Lawmakers also passed a bill that, for the first time in decades, would require the governor to get approval by the state Senate for his Cabinet appointees and end his ability to appoint members to the board of trustees of the powerful UNC school system. The measure would also drastically reduce the number of state employees the governor can directly hire and fire, from 1,500 to 425.
"Why does it make sense to enable the mass political firing of people who have been doing a wonderful job for the state?" said Senate President Phil Berger (R) in a statement. It's unclear as of Friday whether McCrory would sign that bill.
The bills were just two of several aimed at reducing the governor's influence in state government, the judicial branch, the education system and elections oversight, all while strengthening the GOP-dominated legislature's influence in all those areas.
The fast-moving events in Raleigh caught Democrats by surprise.
McCrory convened lawmakers in Raleigh earlier this week pass a $200 million relief package for Hurricane Matthew and wildfire cleanup. Afterward, GOP lawmakers swiftly called their own special session dedicated to these changes.
Friday's votes came roughly two weeks after McCrory conceded to Attorney General Roy Cooper (D) in the nation's closest governor's race of 2016, winning by approximately 10,000 votes out of more than 4 million cast.
Republican legislative leaders said the changes were long overdue to realign constitutional power in the legislature, though they admitted a Democratic victory had accelerated the timetable for the changes.

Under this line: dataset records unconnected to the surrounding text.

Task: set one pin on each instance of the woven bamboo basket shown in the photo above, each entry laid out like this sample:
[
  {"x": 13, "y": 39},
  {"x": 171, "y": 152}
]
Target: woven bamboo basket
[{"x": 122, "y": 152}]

"This was clearly a constitutional session," House Speaker Tim Moore (R) said. "It was fully compliant with the law."
Democratic lawmakers and activists derided their Republican colleagues' attempts at a “power grab” and urged North Carolinians to come to Raleigh to protest.
Bob Hall with Democracy North Carolina echoed other nonpartisan watchdogs in saying the changes went "far beyond the normal partisan wrangling and change of power."
Hundreds of protesters heeded Democrats' calls and packed the capitol on Thursday and, to a lesser degree, on Friday. Police arrested more than 50 people after they refused to stop booing, chanting and cheering from the public galleries while lawmakers debated the bills. Several times, GOP lawmakers ordered the galleries to both chambers cleared.
In a news conference Thursday, Cooper warned Republicans they could be overstepping their bounds, politically if not constitutionally.
"This is about thwarting the governor's ability to move us forward," he said, promising to sue lawmakers for passing any law he deemed unconstitutional. "Most people might think that this is a partisan power grab. But this is more ominous."
What the courts will make of these changes remains an open question, said UNC law professor Michael Gerhardt. He said it's notable McCrory never went to the legislature over the last four years and claimed: "I think I'm too powerful and you should look for ways to weaken my office."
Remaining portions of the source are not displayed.